In what should have been an entirely unremarkable evening in the life of a 13-year-old, Josh Cordova umpired a baseball game on Friday. And that's exactly what it was, a tableau played out on dusty fields all over Colorado and across the country -- a pair of youth teams playing in a local championship game.
But that's not why Josh, his parents Jennifer and Josh, and brothers Jordan and Jacob, found themselves at Coors Field on Sunday, hobnobbing in the umpires' room and getting pointers from the men who would call that afternoon's game between the Colorado Rockies and Los Angeles Dodgers.

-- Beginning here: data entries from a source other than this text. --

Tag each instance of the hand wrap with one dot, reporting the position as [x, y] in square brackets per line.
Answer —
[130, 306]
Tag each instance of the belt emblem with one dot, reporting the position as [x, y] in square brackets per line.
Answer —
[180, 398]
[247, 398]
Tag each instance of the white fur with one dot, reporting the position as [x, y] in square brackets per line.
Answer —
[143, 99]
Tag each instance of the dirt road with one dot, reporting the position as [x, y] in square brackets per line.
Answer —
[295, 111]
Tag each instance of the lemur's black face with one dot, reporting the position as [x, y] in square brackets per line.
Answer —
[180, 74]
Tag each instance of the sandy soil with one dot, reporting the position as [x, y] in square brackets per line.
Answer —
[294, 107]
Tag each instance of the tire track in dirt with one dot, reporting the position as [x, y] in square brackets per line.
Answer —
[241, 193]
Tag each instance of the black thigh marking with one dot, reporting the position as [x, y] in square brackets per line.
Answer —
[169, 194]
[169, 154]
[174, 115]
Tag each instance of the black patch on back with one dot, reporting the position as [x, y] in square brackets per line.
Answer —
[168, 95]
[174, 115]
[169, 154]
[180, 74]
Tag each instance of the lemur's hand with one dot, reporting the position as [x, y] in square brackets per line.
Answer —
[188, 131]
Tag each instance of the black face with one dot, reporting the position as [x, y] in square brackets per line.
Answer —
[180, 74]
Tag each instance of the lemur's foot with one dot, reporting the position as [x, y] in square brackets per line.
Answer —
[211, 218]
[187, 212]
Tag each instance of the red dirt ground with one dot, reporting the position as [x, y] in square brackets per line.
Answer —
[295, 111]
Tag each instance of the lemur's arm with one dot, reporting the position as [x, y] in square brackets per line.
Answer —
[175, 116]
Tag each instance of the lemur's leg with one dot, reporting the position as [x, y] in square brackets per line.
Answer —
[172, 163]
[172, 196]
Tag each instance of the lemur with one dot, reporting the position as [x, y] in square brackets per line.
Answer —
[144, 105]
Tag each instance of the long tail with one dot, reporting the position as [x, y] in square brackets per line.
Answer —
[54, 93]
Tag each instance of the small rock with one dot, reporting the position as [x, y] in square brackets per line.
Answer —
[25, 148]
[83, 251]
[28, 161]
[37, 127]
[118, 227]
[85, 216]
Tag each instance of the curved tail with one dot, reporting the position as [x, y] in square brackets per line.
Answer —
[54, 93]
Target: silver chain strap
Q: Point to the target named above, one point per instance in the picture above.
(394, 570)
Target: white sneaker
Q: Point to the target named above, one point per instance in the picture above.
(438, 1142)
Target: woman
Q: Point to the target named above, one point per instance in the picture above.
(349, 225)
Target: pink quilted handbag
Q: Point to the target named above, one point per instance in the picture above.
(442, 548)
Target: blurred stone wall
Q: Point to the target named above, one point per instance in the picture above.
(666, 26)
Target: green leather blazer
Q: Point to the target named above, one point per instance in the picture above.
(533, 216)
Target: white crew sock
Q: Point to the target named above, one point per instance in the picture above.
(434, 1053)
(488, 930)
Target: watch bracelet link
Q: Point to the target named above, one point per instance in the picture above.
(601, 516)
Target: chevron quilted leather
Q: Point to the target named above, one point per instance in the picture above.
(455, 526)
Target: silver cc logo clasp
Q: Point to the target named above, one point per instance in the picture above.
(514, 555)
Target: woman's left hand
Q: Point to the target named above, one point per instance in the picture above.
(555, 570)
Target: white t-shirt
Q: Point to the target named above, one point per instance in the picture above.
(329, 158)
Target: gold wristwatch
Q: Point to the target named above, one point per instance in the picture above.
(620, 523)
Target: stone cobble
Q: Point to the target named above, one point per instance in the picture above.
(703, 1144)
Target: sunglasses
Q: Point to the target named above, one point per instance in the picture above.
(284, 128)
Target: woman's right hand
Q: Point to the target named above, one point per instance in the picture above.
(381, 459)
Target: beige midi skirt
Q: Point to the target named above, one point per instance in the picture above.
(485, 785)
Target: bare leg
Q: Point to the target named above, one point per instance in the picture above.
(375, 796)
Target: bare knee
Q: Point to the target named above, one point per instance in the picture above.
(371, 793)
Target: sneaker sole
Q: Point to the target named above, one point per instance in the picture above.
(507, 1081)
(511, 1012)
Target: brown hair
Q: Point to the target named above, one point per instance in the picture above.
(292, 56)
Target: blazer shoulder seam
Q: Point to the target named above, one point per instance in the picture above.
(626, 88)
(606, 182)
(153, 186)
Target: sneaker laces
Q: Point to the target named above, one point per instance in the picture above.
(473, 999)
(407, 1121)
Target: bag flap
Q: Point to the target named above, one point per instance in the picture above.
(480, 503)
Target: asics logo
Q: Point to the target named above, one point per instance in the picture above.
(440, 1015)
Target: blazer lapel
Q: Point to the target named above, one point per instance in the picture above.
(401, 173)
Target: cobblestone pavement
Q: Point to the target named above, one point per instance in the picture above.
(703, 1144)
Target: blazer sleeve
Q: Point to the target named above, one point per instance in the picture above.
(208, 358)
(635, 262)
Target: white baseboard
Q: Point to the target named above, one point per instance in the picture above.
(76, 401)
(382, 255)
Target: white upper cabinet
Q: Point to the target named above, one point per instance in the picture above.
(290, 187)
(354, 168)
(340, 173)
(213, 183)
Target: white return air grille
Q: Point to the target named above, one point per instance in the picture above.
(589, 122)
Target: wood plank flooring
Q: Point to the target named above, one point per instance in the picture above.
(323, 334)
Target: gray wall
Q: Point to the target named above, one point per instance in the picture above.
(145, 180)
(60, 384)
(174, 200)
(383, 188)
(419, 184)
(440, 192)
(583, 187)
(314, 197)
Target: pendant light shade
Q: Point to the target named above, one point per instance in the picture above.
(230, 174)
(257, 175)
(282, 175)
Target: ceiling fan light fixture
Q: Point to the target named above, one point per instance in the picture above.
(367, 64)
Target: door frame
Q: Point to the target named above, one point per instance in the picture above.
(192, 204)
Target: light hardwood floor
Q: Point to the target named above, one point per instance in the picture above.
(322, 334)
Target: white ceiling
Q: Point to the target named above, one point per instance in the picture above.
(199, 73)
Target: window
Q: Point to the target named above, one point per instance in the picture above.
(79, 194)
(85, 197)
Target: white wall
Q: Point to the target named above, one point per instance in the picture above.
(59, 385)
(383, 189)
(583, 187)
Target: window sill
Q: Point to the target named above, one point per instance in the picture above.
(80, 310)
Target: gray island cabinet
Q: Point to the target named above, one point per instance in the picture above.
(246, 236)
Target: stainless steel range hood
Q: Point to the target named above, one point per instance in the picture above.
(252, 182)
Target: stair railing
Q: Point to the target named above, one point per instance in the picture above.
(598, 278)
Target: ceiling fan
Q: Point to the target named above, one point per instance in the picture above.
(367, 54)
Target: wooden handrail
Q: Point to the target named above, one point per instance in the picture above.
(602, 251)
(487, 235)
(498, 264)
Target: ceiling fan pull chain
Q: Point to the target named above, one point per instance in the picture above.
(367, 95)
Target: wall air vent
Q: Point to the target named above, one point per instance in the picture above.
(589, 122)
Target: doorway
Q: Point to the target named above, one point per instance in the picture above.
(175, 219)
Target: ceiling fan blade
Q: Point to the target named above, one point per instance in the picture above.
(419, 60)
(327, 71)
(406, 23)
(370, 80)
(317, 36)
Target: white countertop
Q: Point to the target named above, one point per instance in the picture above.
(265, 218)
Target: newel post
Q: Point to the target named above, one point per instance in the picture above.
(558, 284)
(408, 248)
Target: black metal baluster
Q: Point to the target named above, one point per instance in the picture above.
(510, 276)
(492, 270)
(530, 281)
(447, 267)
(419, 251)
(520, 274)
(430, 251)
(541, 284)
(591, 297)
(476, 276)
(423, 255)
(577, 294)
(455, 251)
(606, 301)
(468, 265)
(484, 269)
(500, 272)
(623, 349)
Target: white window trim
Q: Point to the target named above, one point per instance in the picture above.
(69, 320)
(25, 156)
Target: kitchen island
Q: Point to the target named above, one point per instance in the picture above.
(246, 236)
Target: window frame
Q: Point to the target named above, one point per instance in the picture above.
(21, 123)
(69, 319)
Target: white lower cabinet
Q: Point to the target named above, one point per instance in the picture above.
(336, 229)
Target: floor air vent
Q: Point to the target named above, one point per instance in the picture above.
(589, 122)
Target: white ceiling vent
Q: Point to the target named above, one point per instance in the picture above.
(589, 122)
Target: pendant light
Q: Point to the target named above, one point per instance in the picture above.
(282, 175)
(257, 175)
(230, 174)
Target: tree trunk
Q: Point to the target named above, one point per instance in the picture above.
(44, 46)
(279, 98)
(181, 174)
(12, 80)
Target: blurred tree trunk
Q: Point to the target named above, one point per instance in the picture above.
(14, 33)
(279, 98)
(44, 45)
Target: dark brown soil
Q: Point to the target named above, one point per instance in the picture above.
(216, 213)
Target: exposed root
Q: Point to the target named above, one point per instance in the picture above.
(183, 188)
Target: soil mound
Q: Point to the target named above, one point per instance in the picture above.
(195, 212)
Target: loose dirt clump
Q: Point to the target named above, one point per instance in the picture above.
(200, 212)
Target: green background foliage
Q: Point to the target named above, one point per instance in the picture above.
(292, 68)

No, they were there because of what happened the last time Josh took the field before Friday -- that was June 15, when Josh, umpiring a game featuring teams of 7-year-olds, found himself in the middle of an ugly episode. After issuing a warning to a fan for using profanity, Josh -- and ultimately viewers around the world -- saw a brawl break out on the field at Westlake Elementary School in the Denver suburb of Lakewood.
"It was just scary; not just for me -- it had to be scary for the 7-year-olds who were out there playing," said Josh, a slightly built youngster who admittedly struggles on occasion to make sure his umpiring equipment fits properly. "And I didn't want them to think that that was what baseball is. I want them to grow up loving the game just like I do."
Baseball is indeed a big part of the lives of the Cordova family. Josh, Jordan and Jacob all play, and Dad has coached youth teams for 10 years. So it wasn't surprising that, in their car after leaving a game Josh and Jennifer received a phone call from the younger Josh.
"He said 'Mom, Dad, hurry up and get here, everybody's fighting and I can't stop them,'" Jennifer said. "I thought it was just an argument -- but when you got to the field and you saw all the chaos..."
In the aftermath 12 people were cited for disorderly conduct. But Chris Guccione, who umpired as a kid growing up in Salida, Colorado, before moving on to become one for Major League Baseball, was more concerned about how one of his own was doing.
"My heart is here; I played and umped on the side, just like Josh is doing," Guccione said shortly before the start of Sunday's game. "When I heard, I was shocked and saddened and I just wanted to reach out to him.
"I just happened to switch assignments, but it was a perfect opportunity; when I realized I'd be here, I had to meet him and tell him how proud I am of him."
Via his group's charity, UMPS CARE, Guccione arranged for the Cordovas to get tickets for the game. In their meeting before the contest, Guccione and the other crew members gave Josh a swag bag full of goodies, including an official umpires' shirt ("I'm definitely wearing this the next time I ump a game," Josh beamed) and a new chest protector to replace the one that's been worn out from overuse.
Shortly after the singing of the National Anthem, Josh joined the crew on the field as managers Bud Black and Dave Roberts exchanged the lineups for the day, drawing a loud ovation from the crowd. The group then posed for pictures.
Black, the Rockies' manager, marveled at the story, while lamenting that the situation happened at all.
"From what I see and hear, it's a lot tougher now," said Black, who also umpired as a youth. "The parents, some of the coaches ...it's rough. But it's pretty simple -- get better -- they all need to get better.
"A 7-year-old game? And a 13-year-old umpire? And 40-year-old parents? I don't get it."